The Basics of the Aerospace Pressure Transducer for Flight Testing
Many of us have traveled via plane at some point in our lives. Even if you’ve never set foot on a plane, you’re likely to have seen them throughout your life. No matter if you have flown before or not, most of us can agreed we never really spent a whole lot of time thinking about how they work. Keeping a plane, or any aircraft for that matter, in the air is a complicated process that relies on specific equipment. A pressure transducer is one piece of equipment that is involved in the flight process of all aircrafts.
More specifically, a certain type of transducer is used during the building phase of the aircraft, before the aircraft construction is complete, when the flight testing is in process. This specialized piece of equipment involved in this testing process is called an aerospace pressure transducer, which we offer here at Validyne.
How Do They Work?
Pressure transducers can also be known as transmitters, senders, indicators, piezometers, and manometers. Regardless of the name, the function is essentially the same. The device works to convert one form of energy to another. It usually converts a signal in one form of energy to a signal in a different form. An aerospace pressure transducer can come in many different product families depending on its application.

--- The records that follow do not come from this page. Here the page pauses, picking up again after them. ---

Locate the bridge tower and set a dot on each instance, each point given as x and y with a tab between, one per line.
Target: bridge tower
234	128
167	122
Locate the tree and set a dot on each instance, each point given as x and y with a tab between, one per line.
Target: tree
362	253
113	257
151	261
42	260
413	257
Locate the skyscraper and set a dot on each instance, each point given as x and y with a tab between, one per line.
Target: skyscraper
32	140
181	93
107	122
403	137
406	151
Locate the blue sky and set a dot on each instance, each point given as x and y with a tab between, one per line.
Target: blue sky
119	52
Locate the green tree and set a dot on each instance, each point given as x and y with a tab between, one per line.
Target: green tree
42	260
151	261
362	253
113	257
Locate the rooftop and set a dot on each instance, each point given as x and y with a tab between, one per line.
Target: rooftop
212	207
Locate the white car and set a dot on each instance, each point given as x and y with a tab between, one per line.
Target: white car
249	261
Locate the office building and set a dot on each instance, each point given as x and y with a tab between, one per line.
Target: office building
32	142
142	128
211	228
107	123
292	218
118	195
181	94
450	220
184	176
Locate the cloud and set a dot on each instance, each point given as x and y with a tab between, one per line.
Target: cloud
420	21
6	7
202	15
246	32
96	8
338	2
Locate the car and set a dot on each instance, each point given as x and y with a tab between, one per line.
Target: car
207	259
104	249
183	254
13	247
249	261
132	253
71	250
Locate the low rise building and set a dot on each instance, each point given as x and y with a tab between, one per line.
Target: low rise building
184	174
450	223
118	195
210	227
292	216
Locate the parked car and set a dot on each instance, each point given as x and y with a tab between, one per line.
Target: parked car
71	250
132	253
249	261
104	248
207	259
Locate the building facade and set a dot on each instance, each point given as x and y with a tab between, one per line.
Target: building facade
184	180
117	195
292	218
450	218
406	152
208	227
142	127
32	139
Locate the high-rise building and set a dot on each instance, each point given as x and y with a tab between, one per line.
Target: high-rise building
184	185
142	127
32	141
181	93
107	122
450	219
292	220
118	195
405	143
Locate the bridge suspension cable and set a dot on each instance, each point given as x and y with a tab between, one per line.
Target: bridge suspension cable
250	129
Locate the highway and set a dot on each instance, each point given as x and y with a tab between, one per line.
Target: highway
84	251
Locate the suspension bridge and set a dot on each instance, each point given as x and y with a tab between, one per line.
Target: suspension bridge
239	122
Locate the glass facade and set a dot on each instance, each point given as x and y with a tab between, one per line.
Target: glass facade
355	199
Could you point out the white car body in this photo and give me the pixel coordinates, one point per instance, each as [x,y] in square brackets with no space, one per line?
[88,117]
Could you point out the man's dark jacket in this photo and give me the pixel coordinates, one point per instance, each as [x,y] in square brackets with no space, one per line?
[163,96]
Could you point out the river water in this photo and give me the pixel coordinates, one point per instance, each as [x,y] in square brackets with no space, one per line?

There is a lot of industry-specific material out there about pressure transducers and the aerospace industry. If you want to read up on the subject, here are a few key terms to keep in mind:
- Range: the minimum through maximum pressures you can accurately measure with a transducer
- Over-range capability: the maximum magnitude or pressure that you can apply to a transducer without causing a performance change
- Burst pressure: the fluid pressure at which mechanical failure or fluid leakage from the transducer can be expected.
- FSO: also known as full-scale output, the variation in the output signals as the transducer performs over a calibrated range from minimum to max pressure at a specific temperature
- Zero unbalance: the residual output of an excited transducer with no applied pressure
The Aerospace Industry
At Validyne, we carry pressure transducers that can serve the flight testing needs of the aerospace industry. Aerospace pressure transducers serve testing purposes in the final procedure before an aircraft is done being manufactured. Before the airplane is finalized, the transducers are removed from the aircraft, which can be ready for commercial or private takeoff.